Yine 2021’de günlerce süren orman yangınları devam ederken çıkarılan bir yasa ile ormanlık arazilerde yapılaşma yetkisi Turizm Bakanlığı'na verildi. Bu, yangının henüz söndürülmeden bu felaketinin yarattığı fırsatın nasıl anında ranta çevrildiğinin çarpıcı bir örneğidir.
Kastamonu-Bozkurt’taki sel felaketinin başlıca nedenleri HES’ler olmasına rağmen, dönemin Tarım ve Orman Bakanı Bekir Pakdemirli “Genelde HES’ler selin sebebi yerine bana göre mağduru oluyor. HES’ler negatif olarak etkileniyor” sözleriyle sermaye iktidarının önceliklerini itiraf etmişti.
Akdeniz ve Ege’deki orman yangınlarının ardından AKP’li Belediye Başkanı Mehmet Özeren’in “Eski evi olan vatandaşlar keşke bizim de evimiz yansaydı diyecekler” cümlesi de soruna nasıl baktığının bir başka örneğidir. Bu yangınlarda zarar gören köylülere senet imzalatılarak borçlandırılmıştı.
Yaşananlar “doğal afeti” aşan tedbirsizlik, plansızlık, denetimsizlik ve ihmalkârlığın yol açtığı yıkımlardır. Sermaye iktidarının kâr odaklı iklim, çevre ve afet politikaları yıkıma zemin hazırlıyor ardından aynı yıkımı inşaat kapitalistleri için fırsata çevriliyor.

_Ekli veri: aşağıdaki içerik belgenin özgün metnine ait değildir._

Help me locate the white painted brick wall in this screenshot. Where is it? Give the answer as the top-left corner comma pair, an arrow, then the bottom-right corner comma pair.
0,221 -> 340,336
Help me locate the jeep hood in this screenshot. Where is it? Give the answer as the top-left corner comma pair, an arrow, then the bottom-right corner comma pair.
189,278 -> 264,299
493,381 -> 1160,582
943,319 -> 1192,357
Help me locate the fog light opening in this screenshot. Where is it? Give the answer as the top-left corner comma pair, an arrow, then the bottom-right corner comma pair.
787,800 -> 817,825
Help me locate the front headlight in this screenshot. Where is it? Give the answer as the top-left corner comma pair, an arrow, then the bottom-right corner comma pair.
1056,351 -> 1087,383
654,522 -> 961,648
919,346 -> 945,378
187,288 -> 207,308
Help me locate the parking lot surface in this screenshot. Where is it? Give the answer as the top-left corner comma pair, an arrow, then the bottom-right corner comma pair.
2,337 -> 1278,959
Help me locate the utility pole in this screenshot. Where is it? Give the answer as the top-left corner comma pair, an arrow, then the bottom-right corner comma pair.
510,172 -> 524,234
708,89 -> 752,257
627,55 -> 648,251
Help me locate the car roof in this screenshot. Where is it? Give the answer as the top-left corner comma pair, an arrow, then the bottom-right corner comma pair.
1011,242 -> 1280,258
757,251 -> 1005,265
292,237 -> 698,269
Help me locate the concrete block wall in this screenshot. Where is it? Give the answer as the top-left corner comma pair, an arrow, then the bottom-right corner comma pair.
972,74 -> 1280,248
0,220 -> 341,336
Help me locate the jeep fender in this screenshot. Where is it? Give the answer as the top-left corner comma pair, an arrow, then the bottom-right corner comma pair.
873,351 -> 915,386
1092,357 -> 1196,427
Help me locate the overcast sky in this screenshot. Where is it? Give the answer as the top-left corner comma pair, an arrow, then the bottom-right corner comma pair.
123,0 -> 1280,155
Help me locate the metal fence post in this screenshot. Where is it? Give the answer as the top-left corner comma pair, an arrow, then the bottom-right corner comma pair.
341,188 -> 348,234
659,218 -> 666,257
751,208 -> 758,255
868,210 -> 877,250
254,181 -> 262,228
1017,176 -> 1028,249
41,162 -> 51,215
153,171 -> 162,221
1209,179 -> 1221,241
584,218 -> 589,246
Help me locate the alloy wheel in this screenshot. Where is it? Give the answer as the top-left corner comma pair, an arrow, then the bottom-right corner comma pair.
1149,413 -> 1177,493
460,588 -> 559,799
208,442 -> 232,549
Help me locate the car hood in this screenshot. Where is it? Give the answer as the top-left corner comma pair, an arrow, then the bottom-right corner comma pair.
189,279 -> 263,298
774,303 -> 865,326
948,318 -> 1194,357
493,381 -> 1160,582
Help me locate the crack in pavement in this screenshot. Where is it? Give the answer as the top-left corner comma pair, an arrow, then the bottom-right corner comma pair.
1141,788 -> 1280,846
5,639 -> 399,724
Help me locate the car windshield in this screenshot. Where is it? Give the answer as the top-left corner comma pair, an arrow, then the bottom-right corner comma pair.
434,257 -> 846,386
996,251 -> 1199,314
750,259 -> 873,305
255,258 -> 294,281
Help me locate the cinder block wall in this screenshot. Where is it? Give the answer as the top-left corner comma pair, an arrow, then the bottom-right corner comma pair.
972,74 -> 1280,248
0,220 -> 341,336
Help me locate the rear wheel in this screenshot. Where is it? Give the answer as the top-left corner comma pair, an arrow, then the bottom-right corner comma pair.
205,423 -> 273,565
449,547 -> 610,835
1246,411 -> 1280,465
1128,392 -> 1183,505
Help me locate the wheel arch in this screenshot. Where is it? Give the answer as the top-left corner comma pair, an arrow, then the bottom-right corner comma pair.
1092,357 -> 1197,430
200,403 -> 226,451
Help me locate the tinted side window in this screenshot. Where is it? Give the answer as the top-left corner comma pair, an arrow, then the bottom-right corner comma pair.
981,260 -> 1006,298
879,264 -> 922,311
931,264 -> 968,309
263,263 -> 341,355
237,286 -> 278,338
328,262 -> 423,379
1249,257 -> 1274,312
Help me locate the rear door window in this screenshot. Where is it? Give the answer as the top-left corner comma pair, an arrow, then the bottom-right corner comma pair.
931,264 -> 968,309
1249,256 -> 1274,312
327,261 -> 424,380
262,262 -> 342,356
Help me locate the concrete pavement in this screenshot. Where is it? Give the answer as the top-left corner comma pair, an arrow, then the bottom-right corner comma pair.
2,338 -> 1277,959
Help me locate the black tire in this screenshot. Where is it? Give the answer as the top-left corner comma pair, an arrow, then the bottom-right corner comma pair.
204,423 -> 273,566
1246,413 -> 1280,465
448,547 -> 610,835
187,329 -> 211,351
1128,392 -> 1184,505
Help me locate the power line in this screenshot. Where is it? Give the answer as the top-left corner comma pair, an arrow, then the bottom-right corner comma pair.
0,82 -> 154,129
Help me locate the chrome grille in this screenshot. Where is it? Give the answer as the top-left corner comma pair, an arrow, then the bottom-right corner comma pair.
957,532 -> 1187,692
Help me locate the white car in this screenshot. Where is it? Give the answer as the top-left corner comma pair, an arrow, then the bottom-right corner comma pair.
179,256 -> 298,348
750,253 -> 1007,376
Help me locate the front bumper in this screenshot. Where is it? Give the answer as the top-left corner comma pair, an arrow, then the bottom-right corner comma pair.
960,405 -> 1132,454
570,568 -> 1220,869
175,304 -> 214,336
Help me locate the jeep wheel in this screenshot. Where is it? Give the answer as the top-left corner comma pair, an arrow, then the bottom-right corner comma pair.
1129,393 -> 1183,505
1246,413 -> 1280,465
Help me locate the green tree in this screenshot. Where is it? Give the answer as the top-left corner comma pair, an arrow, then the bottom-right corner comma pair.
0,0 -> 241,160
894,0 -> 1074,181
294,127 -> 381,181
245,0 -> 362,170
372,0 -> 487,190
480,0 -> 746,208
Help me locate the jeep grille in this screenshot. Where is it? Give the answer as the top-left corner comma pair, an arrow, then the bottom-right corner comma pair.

Yıkımları bir kez daha rant çevirmek sermaye iktidarının temel ilkesidir. Yaşanan her felakete “kader” demek, emekçilerin dayanışmasını baltalamak, ırkçı söylemlerle gerçekleri çarpıtmak, emekçileri azarlamak ve en küçük bir sorumluluk almamak, bu kokuşmuş-çürümüş düzenin varlık nedenidir. Bu döngüyü parçalamak, doğa olaylarının felakete dönüşmediği bir düzen inşa etmek ancak emekçilerin bu çürümüş düzene karşı yükselteceği mücadeleyle mümkün olacaktır.